Lab 6

Lab 6 -- macros and subroutines

Have you noticed how we often need to repeat the same code again and again? For example, we might want to print something out. To print a value, we define a format string and data value (i.e. "sum") in the data section.


    mystr: db "%d", 10, 0   ; String format to use (decimal), followed by NL
    sum:   dq 0

Then in the code section, we refer to the string and the value to print as follows.


                      ; Now print the result out
   mov   rdi, mystr   ; Format of the string to print
   mov   rsi, [sum]   ; Value to print
   mov   rax, 0
   call  printf

Thus to print something out, we use a set of commands like those above to do this. Then we might want to print another value, so we repeat the same code with a minor variation. Later, we print a third value, and repeat the same code again with a minor variation. Isn't there a way to make this easier?

There are a couple of ways, and that is the subject of this lab. First, we will define and use a macro in part 1. Then we will define and use a subroutine in part 2.

Part 1

A macro is a kind of short-hand notation that the assembler (technically, the pre-processor) will process. This exists in higher level languages, too, such as the "#define" directive in C. It works like a smart find-and-replace. When the macro is found, it is "expanded" into whatever the programmer indicated. This is perhaps best explained with an example. Consider this example.


    %macro  print 2 
    
                          ; Print arg2 using string arg1
       mov   rdi, %1      ; Format of the string to print
       mov   rsi, %2      ; Value to print
       mov   rax, 0
       call  printf

    %endmacro

The "%macro" and "%endmacro" delineate where this macro begins and ends. The macro has the name "print", and has 2 arguments. If you examine the code within the macro, you should reconize it as the commands that we have used to print a value.
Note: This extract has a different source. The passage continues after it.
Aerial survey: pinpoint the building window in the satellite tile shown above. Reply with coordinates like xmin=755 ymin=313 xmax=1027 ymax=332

The only detail left to notice is that the macro contains "%1" and "%2", which correspond to the two arguments, respectively.

To use the macro, we put the macro's name, followed by the label of the format string and the memory location to print.


   print mystr, [sum]

What the assembler will do is "expand" this to the code defined in the macro, substituting "mystr" for "%1" and "[sum]" for "%2". Instead of typing out 4 or more lines to call printf, we just specify the one line with "print". Think of it like a global find-and-replace operation. Whether you use the macro or type out the equivalent lines, the result is the same.
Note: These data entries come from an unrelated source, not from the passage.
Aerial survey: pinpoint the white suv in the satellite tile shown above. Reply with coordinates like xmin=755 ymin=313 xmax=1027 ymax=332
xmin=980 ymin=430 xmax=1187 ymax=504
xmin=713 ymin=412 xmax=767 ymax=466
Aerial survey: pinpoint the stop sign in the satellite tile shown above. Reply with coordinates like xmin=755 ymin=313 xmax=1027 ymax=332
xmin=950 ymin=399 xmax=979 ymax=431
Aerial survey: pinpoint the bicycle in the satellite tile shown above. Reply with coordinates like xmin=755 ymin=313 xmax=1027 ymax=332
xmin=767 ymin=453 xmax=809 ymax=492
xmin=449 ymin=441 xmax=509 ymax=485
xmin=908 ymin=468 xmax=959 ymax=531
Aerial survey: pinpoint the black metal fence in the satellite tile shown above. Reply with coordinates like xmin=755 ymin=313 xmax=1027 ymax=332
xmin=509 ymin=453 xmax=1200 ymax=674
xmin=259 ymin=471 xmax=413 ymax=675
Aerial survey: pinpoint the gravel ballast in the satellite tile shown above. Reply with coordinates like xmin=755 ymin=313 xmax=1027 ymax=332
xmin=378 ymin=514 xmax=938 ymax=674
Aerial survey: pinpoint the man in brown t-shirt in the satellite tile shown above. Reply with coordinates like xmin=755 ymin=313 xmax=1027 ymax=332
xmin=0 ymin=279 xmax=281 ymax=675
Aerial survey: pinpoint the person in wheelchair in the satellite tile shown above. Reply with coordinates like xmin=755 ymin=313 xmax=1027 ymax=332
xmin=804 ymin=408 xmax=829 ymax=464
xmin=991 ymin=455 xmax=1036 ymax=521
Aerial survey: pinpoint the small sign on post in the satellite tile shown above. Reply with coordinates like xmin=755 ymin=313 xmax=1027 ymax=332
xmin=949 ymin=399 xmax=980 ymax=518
If we have several values to print with different format strings, our code might look like this.


   print mystr1, [val1]
   print mystr2, [val2]
   print mystr3, [sum]

It should be easy to see that working with macros can save the programmer a lot of time and energy. It can also make the code easier to debug, since it contains a regular pattern. That is, imagine if we do not use a macro and instead type the commands for printf several times. And suppose that there is a subtle mistake in one of the commands, like switching rdi and rsi. Would you be able to spot the difference?

See this link for more information about macros.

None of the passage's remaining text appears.